Green-Schwarz Mechanism in Heterotic (2,0) Gauged Linear Sigma Models: Torsion and NS5 Branes

TL;DR

This work develops a microscopic description of heterotic $(2,0)$ compactifications via gauged linear sigma models with field-dependent FI terms. By implementing a worldsheet Green–Schwarz mechanism, the authors show how gauge anomalies can be canceled under specific conditions, though instanton quantization tightly constrains the allowed couplings. The framework reveals that such FI terms generally induce non-Kähler (torsion) target spaces, with logarithmic terms signaling NS5-branes and, in some phases, anti-NS5 branes causing decompactification. They connect these worldsheet constructions to orbifold–CY transitions, providing concrete examples on the quintic and on $\mathbb{P}^7[2,2,2,2]$, thus linking NS5-brane physics, torsion, and heterotic flux vacua in a unified GLSM setting.

Abstract

Heterotic string compactifications can be conveniently described in the language of (2,0) gauged linear sigma models (GLSMs). Such models allow for Fayet-Iliopoulos (FI)-terms, which can be interpreted as Kahler parameters and axions on the target space geometry. We show that field dependent non-gauge invariant FI-terms lead to a Green-Schwarz-like mechanism on the worldsheet which can be used to cancel worldsheet anomalies. However, given that these FI-terms are constrained by quantization conditions due to worldsheet gauge instantons, the anomaly conditions turn out to be still rather constraining.
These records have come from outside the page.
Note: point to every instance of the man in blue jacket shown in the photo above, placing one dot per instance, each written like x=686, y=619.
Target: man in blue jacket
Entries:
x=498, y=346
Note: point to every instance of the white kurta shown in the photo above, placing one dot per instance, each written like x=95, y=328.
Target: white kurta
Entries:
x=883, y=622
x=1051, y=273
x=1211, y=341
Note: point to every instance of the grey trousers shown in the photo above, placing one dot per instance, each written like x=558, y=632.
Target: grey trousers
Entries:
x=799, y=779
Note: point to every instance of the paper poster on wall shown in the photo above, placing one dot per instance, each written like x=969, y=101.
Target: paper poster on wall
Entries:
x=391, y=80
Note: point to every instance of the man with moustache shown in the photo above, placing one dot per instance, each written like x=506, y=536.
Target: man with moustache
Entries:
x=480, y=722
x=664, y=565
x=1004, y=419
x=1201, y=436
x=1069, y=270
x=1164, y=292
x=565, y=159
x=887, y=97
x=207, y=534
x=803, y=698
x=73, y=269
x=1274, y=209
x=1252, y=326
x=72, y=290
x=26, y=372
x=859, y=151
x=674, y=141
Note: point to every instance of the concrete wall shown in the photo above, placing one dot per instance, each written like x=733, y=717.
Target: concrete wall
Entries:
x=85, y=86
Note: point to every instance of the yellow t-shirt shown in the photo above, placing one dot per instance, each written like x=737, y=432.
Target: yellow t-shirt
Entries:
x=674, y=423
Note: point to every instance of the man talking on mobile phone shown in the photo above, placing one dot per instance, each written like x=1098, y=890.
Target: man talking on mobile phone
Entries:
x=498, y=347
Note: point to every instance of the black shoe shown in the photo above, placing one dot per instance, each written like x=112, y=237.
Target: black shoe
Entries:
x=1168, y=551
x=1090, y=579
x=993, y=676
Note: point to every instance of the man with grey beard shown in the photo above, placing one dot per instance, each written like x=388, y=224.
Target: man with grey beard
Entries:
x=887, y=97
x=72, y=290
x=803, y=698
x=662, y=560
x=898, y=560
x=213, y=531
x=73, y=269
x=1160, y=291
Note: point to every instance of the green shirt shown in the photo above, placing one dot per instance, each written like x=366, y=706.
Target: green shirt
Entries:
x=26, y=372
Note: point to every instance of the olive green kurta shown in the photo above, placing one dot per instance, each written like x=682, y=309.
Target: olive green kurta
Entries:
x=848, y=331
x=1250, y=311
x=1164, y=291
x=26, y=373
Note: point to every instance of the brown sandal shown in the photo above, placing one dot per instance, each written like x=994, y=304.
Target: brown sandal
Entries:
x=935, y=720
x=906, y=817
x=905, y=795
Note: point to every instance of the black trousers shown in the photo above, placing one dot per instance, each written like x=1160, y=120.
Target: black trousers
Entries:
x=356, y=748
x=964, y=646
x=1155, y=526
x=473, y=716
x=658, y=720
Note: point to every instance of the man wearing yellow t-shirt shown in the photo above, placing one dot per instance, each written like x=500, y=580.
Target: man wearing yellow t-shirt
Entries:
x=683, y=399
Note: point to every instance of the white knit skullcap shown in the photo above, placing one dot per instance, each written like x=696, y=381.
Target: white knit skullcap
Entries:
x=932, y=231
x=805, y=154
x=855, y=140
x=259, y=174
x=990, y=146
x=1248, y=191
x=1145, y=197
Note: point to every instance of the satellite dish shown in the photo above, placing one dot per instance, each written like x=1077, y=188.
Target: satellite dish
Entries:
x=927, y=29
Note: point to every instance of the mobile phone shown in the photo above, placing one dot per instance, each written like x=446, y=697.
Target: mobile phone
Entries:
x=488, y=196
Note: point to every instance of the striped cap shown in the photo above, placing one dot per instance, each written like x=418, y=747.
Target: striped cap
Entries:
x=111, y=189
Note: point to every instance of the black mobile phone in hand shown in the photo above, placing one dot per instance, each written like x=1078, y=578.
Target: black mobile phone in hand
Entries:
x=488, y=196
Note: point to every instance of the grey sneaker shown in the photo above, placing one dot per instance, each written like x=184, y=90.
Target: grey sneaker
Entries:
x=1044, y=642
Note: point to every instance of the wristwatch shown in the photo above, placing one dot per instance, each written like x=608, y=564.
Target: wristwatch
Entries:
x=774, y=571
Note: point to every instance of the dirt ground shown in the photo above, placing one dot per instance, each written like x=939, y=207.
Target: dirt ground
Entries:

Field dependent non-gauge invariant FI-terms result in non-Kahler, i.e. torsional, target spaces in general. When FI-terms involve logarithmic terms, the GLSM seems to describe the heterotic string in the presence of Neveu-Schwarz (NS)5 branes. In particular, when the gauge bundle overcloses the Bianchi identities, the GLSM describes a decompactified target space geometry due to anti-NS5 branes.